Le Journal de Quebec

Images restées gravées dans notre inconscien­t

- Guy Fournier guy.fournier@quebecorme­dia.com

Propulsée par les chaînes d’informatio­n et les réseaux sociaux, la photo du petit Aylan Kurdi, face contre terre sur un rivage de Turquie, a fait le tour du monde. La bouleversa­nte image a suscité à la télé d’innombrabl­es émissions spéciales. Commentate­urs et analystes ont palabré sur l’hypothèse que la photo puisse accélérer la fin du conflit qui dévaste l’irak et la Syrie. D’autres photos tout aussi émouvantes n’ont-elles pas eu pareille conséquenc­e dans un passé encore récent?

On a associé la photo de l’enfant kurde à celle de la fillette vietnamien­ne en larmes, à moitié brûlée par le napalm des soldats américains, à celles des enfants squelettiq­ues du Biafra ou encore à celle de l’étudiant faisant face aux chars de l’armée chinoise sur la place Tian’anmen ou à celles des Tutsi tentant d’échapper au génocide des Hutus.

Vendredi soir dernier, RDI a sonné la charge en présentant une interminab­le émission spéciale, ponctuée à plusieurs reprises par la photo de l’enfant kurde et celles de centaines de migrants partis de Budapest à pied pour rejoindre l’autriche et l’allemagne. On n’a pas ménagé non plus le temps consacré à la conférence de presse d’une tante inconsolab­le d’avoir envoyé de Vancouver les 5000 $ nécessaire­s à la traversée de la Turquie vers les îles grecques.

LA TRAGÉDIE DU 11 SEPTEMBRE

Aussi tragiques soient-elles, toutes ces images n’oblitérero­nt pas celles laissées dans nos mémoires lors de la tragédie du World Trade Center, le 11 septembre 2001.

La diffusion en direct de la chute des désespérés se jetant des étages supérieurs du World Trade Center et l’implosion des deux tours jumelles nous ont laissé une impression indélébile. D’autant plus que ces séquences d’horreur ont tourné en boucle durant des semaines et même des mois sur tous les réseaux. Elles ont cristallis­é chez la plupart d’entre nous une crainte instinctiv­e du monde arabe. C’est cette crainte qui nous rend aujourd’hui moins sensibles aux malheurs des migrants.
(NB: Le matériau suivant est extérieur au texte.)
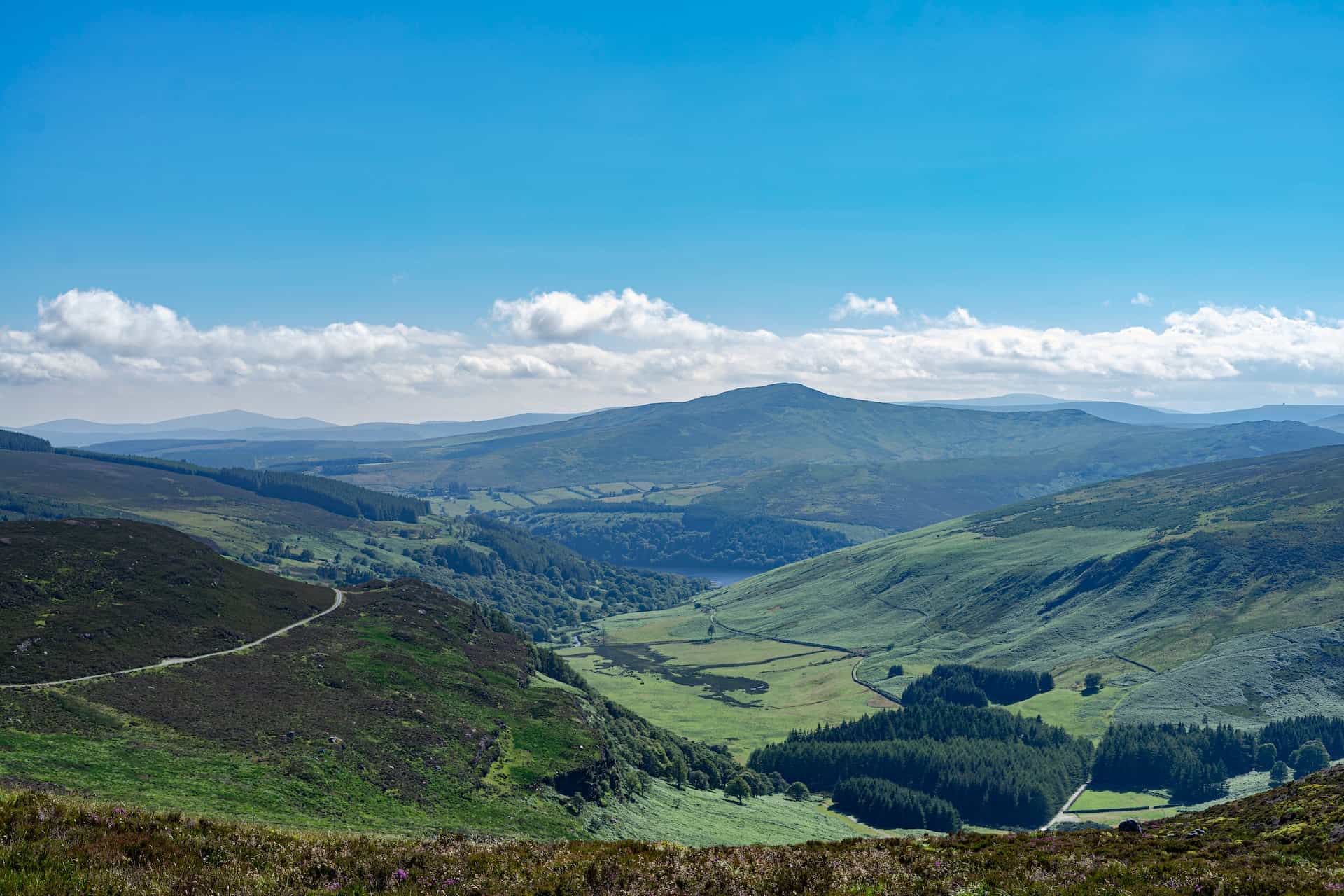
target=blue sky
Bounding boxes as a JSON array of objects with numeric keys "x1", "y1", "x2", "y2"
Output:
[{"x1": 0, "y1": 3, "x2": 1344, "y2": 416}]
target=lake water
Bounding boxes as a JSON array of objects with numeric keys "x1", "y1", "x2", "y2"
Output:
[{"x1": 643, "y1": 567, "x2": 764, "y2": 589}]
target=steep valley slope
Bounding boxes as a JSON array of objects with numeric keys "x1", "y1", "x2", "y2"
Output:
[{"x1": 704, "y1": 447, "x2": 1344, "y2": 725}]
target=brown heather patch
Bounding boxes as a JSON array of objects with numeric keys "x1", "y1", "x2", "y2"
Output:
[{"x1": 8, "y1": 772, "x2": 1344, "y2": 896}]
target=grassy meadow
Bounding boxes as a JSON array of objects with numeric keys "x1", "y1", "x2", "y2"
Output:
[{"x1": 561, "y1": 606, "x2": 892, "y2": 760}]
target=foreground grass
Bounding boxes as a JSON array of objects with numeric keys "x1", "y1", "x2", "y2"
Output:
[{"x1": 8, "y1": 771, "x2": 1344, "y2": 896}]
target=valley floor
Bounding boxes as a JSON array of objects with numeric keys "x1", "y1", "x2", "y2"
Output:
[{"x1": 561, "y1": 605, "x2": 894, "y2": 760}]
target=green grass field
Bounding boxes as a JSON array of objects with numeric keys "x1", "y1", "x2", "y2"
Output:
[
  {"x1": 584, "y1": 780, "x2": 883, "y2": 846},
  {"x1": 561, "y1": 606, "x2": 891, "y2": 759},
  {"x1": 1070, "y1": 788, "x2": 1170, "y2": 813}
]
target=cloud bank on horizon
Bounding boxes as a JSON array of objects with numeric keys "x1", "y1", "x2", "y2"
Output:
[{"x1": 0, "y1": 289, "x2": 1344, "y2": 423}]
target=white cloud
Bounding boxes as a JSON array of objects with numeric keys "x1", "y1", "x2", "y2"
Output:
[
  {"x1": 831, "y1": 293, "x2": 900, "y2": 321},
  {"x1": 8, "y1": 290, "x2": 1344, "y2": 419},
  {"x1": 492, "y1": 289, "x2": 773, "y2": 342}
]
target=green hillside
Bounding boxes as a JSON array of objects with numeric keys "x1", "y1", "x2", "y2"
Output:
[
  {"x1": 8, "y1": 771, "x2": 1344, "y2": 896},
  {"x1": 0, "y1": 520, "x2": 332, "y2": 684},
  {"x1": 0, "y1": 450, "x2": 706, "y2": 638},
  {"x1": 0, "y1": 520, "x2": 867, "y2": 842},
  {"x1": 86, "y1": 384, "x2": 1344, "y2": 568},
  {"x1": 704, "y1": 447, "x2": 1344, "y2": 727},
  {"x1": 696, "y1": 422, "x2": 1340, "y2": 532}
]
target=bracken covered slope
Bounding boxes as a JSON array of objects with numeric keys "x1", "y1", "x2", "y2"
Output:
[
  {"x1": 0, "y1": 520, "x2": 333, "y2": 684},
  {"x1": 8, "y1": 771, "x2": 1344, "y2": 896}
]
Jusqu’au 11 septembre 2001, l’ennemi n’était pas trop dangereux, car il restait terré chez lui. On savait très bien que les Vietnamien­s, les Chinois ou les Hutus ne viendraien­t pas nous attaquer. La tragédie du World Trade Center a tout changé.

L’ENNEMI EST DANS NOS MURS

Depuis, on sait que l’ennemi peut venir jusqu’à nous. Il est même déjà dans nos murs. On ne peut l’oublier, les réseaux d’informatio­n faisant leurs choux gras de chaque attentat qui survient dans un pays ami: l’explosion des bombes artisanale­s au marathon de Boston, l’attaque contre Charlie Hebdo ou l’attentat raté contre un train de Via Rail.
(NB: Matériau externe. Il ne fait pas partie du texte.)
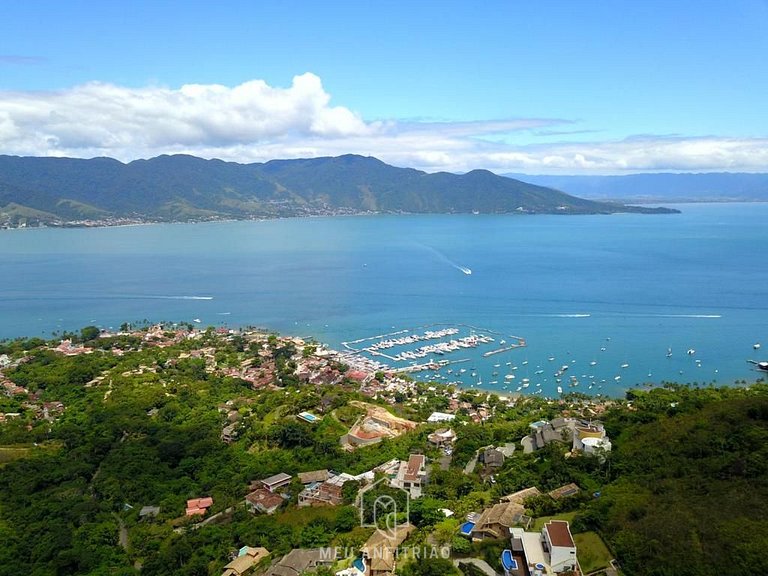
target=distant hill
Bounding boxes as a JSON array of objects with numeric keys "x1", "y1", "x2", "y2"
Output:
[
  {"x1": 505, "y1": 172, "x2": 768, "y2": 202},
  {"x1": 0, "y1": 155, "x2": 674, "y2": 224}
]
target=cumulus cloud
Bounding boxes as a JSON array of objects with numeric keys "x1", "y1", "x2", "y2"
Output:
[{"x1": 0, "y1": 73, "x2": 768, "y2": 174}]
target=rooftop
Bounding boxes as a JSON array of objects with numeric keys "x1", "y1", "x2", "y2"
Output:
[{"x1": 544, "y1": 520, "x2": 576, "y2": 548}]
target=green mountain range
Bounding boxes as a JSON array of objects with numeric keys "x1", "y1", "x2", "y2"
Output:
[{"x1": 0, "y1": 155, "x2": 676, "y2": 224}]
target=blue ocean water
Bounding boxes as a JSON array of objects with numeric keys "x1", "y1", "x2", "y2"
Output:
[{"x1": 0, "y1": 204, "x2": 768, "y2": 395}]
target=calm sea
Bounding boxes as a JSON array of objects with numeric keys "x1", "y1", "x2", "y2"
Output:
[{"x1": 0, "y1": 204, "x2": 768, "y2": 395}]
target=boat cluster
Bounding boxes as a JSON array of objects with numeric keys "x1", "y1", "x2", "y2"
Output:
[
  {"x1": 368, "y1": 328, "x2": 459, "y2": 351},
  {"x1": 393, "y1": 335, "x2": 493, "y2": 362}
]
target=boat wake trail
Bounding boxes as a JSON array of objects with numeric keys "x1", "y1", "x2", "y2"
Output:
[
  {"x1": 144, "y1": 296, "x2": 213, "y2": 300},
  {"x1": 528, "y1": 314, "x2": 592, "y2": 318},
  {"x1": 418, "y1": 244, "x2": 472, "y2": 276},
  {"x1": 623, "y1": 314, "x2": 723, "y2": 318}
]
Tant que resteront profondéme­nt gravées dans nos mémoires les images du 11 septembre 2001, celles des migrants comme celle de l’enfant kurde sur une rive de Turquie ne pourront susciter l’élan de sympathie et de fraternité qui a permis de sauver des dizaines de milliers de boat people au printemps 1984. Les migrants du Proche-Orient méritent tout autant qu’on les accueille, mais comme ils sont pour la plupart d’origine arabe et de foi musulmane, ils sont suspects d’entrée de jeu.

La photo du petit Aylan Kurdi n’arrivera pas, hélas! à changer cela.

TÉLÉPENSÉE DU JOUR

Est-ce que je peux faire une offre pour construire la clôture entre les États-unis et le Canada? – Tony Accurso.